The use of social deictics like pronouns, forms of address, or names, is one way speakers align themselves to the cultural context as they understand it. Changes in intonation and pronunciation can also indicate changes in our perception of the role as a participant in an interaction, and in our alignment to others. Goffman calls such a positioning as footing, i.e. the stance we take up to ourselves and to the others present as expressed in the way we manage the production or reception of utterances. A change in footing is usually marked by a change in register, tone of voice or bodily orientation. For example, it is frequently the case in the USA that a Northerner talking to a Southerner instinctively aligns his/her way of talking on that of the Southerner, as a sign of conversational co-operation; similarly, a native speaker who starts adopting a style of speaking called “foreigner talk” when talking to a foreigner, shows a convergence that can be interpreted either as cultural solidarity or as the display of cultural power. We can see the same phenomenon occurring in classrooms. A teacher talks differently to her pupils when she addresses them as a class or as individual children. (1. Now listen everybody. 2. At ten o’clock we’ll have assembly. We’ll all go out together and go to the auditorium and sit in the first two rows. Mr. Dock, the principal, is going to speak to us. When he comes in, sit quietly and listen carefully. 3. Don’t wiggle your legs. Pay attention to what I’m saying). Mind the switch in tone and in the use of pronouns. Three different footings are involved here: the first statement is a claim on the children’s immediate behavior, the second is a review of experience to come, and the third a side remark to a particular child. The teacher, as a speaker, switches roles from being a principal (institutional voice) to being an animator of her students’ voices (we), to becoming an individual demanding to be listened to.
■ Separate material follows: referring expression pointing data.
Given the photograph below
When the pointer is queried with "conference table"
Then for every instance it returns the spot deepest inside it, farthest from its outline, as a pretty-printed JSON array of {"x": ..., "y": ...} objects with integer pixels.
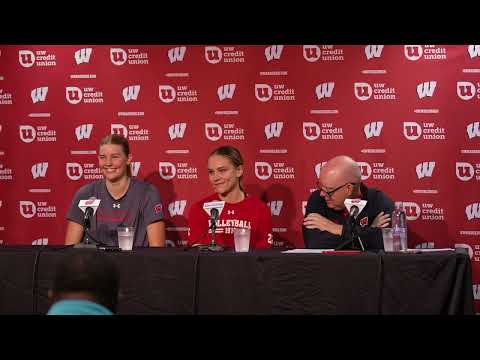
[{"x": 260, "y": 282}]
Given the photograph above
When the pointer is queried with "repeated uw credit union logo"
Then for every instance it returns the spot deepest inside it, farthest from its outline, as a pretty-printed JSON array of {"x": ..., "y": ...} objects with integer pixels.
[
  {"x": 273, "y": 130},
  {"x": 279, "y": 92},
  {"x": 180, "y": 170},
  {"x": 314, "y": 53},
  {"x": 373, "y": 129},
  {"x": 273, "y": 52},
  {"x": 466, "y": 171},
  {"x": 373, "y": 51},
  {"x": 134, "y": 132},
  {"x": 376, "y": 170},
  {"x": 426, "y": 212},
  {"x": 132, "y": 56},
  {"x": 427, "y": 131},
  {"x": 227, "y": 54},
  {"x": 473, "y": 51},
  {"x": 312, "y": 131},
  {"x": 39, "y": 133},
  {"x": 472, "y": 211},
  {"x": 177, "y": 131},
  {"x": 425, "y": 169},
  {"x": 83, "y": 132},
  {"x": 467, "y": 90},
  {"x": 280, "y": 171},
  {"x": 41, "y": 209},
  {"x": 89, "y": 95},
  {"x": 130, "y": 93},
  {"x": 424, "y": 52},
  {"x": 39, "y": 170},
  {"x": 87, "y": 171},
  {"x": 39, "y": 94},
  {"x": 426, "y": 89},
  {"x": 473, "y": 130},
  {"x": 182, "y": 93},
  {"x": 363, "y": 91},
  {"x": 82, "y": 56},
  {"x": 39, "y": 58},
  {"x": 226, "y": 91},
  {"x": 229, "y": 131},
  {"x": 5, "y": 97},
  {"x": 177, "y": 208},
  {"x": 324, "y": 90},
  {"x": 275, "y": 207},
  {"x": 176, "y": 54}
]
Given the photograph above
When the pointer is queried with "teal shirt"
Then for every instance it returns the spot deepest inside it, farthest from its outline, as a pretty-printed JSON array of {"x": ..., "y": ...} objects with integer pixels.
[{"x": 78, "y": 307}]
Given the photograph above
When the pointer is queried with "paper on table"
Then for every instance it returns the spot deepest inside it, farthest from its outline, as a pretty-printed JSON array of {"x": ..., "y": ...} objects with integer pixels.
[
  {"x": 428, "y": 250},
  {"x": 307, "y": 251}
]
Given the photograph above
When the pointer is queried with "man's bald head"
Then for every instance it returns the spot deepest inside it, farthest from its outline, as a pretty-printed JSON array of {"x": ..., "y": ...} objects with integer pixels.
[{"x": 340, "y": 170}]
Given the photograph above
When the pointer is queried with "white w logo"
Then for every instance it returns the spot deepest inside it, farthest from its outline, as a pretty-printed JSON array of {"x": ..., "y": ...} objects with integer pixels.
[
  {"x": 39, "y": 94},
  {"x": 426, "y": 89},
  {"x": 425, "y": 169},
  {"x": 324, "y": 90},
  {"x": 273, "y": 52},
  {"x": 273, "y": 129},
  {"x": 372, "y": 51},
  {"x": 275, "y": 207},
  {"x": 373, "y": 129},
  {"x": 177, "y": 130},
  {"x": 474, "y": 50},
  {"x": 83, "y": 131},
  {"x": 226, "y": 91},
  {"x": 39, "y": 170},
  {"x": 176, "y": 54},
  {"x": 83, "y": 55},
  {"x": 473, "y": 129},
  {"x": 473, "y": 211},
  {"x": 131, "y": 92},
  {"x": 177, "y": 207}
]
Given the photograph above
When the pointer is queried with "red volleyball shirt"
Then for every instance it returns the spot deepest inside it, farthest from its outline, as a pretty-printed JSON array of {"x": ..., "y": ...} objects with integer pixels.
[{"x": 250, "y": 213}]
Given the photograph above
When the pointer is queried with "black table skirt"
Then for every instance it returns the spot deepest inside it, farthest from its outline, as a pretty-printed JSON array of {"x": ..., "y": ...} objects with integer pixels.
[{"x": 179, "y": 281}]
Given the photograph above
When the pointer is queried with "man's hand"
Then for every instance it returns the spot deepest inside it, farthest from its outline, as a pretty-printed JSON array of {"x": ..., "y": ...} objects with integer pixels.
[
  {"x": 382, "y": 220},
  {"x": 317, "y": 221}
]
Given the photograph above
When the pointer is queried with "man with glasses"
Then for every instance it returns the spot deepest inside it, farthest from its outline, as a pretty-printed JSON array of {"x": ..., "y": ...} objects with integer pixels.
[{"x": 325, "y": 221}]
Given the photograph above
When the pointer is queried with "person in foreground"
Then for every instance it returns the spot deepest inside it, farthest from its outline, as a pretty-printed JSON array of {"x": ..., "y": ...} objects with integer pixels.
[
  {"x": 85, "y": 283},
  {"x": 124, "y": 201},
  {"x": 225, "y": 172},
  {"x": 325, "y": 221}
]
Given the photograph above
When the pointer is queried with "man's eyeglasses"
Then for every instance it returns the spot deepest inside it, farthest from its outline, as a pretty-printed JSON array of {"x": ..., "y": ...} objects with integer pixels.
[{"x": 331, "y": 192}]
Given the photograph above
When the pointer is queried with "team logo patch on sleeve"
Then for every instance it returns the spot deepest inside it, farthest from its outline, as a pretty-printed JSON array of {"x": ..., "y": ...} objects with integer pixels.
[
  {"x": 158, "y": 209},
  {"x": 364, "y": 221}
]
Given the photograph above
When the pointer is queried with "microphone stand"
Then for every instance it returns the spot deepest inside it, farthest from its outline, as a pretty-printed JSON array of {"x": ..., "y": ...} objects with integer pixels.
[
  {"x": 88, "y": 241},
  {"x": 352, "y": 236},
  {"x": 213, "y": 245}
]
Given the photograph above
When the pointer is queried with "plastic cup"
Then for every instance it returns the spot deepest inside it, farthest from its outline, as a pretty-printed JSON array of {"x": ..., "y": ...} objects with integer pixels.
[
  {"x": 387, "y": 235},
  {"x": 125, "y": 237},
  {"x": 241, "y": 238}
]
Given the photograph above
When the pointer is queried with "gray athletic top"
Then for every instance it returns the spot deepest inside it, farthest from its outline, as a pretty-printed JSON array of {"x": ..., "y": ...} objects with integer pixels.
[{"x": 140, "y": 206}]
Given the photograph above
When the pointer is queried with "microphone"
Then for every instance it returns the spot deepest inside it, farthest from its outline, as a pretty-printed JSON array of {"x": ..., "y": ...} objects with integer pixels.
[
  {"x": 354, "y": 208},
  {"x": 214, "y": 210},
  {"x": 213, "y": 218},
  {"x": 89, "y": 208},
  {"x": 87, "y": 217}
]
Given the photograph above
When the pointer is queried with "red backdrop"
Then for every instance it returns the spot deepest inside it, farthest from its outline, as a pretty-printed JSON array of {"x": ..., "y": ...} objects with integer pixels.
[{"x": 408, "y": 114}]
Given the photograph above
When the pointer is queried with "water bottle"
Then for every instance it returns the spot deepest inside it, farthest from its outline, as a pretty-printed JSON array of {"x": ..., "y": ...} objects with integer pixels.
[{"x": 399, "y": 227}]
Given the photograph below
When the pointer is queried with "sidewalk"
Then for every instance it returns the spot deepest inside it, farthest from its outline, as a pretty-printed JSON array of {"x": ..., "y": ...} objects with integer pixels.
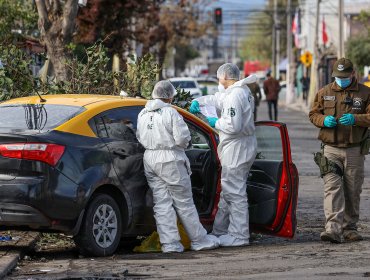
[
  {"x": 13, "y": 250},
  {"x": 296, "y": 106}
]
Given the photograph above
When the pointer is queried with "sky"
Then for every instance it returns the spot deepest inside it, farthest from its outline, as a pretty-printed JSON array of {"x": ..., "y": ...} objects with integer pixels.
[{"x": 235, "y": 14}]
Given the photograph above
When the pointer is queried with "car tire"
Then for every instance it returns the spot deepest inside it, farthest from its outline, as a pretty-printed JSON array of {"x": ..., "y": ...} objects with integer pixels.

Defining one’s footing can be achieved through code-switching. It is a verbal strategy by which bilingual or bidialectal speakers change linguistic code within the same speech event as a sign of cultural solidarity or distance, and as an act of identity. (Tolstoy)

Changes in footing correspond to a change in the way we perceive events and are connected with a change in our frame for events. (Framing is an ability to apply a frame of interpretation to an utterance or speech event through a contextualization cue).

E.g. Discussions in the groups of American and Japanese students.

The American students perpetuate a discussion style typical of American academic culture, in which a problem posed at the outset gets tackled without further ado by whoever takes the initiative to start the discussion. The Japanese speakers negotiate not only the procedural aspects of the subsequent discussion, but also a hierarchical order within the group. The question of who speaks first is, in Japanese culture, of paramount importance. In all the Japanese group discussions, a female member started, followed by the other female member, than by the younger male member, and last by the oldest male member.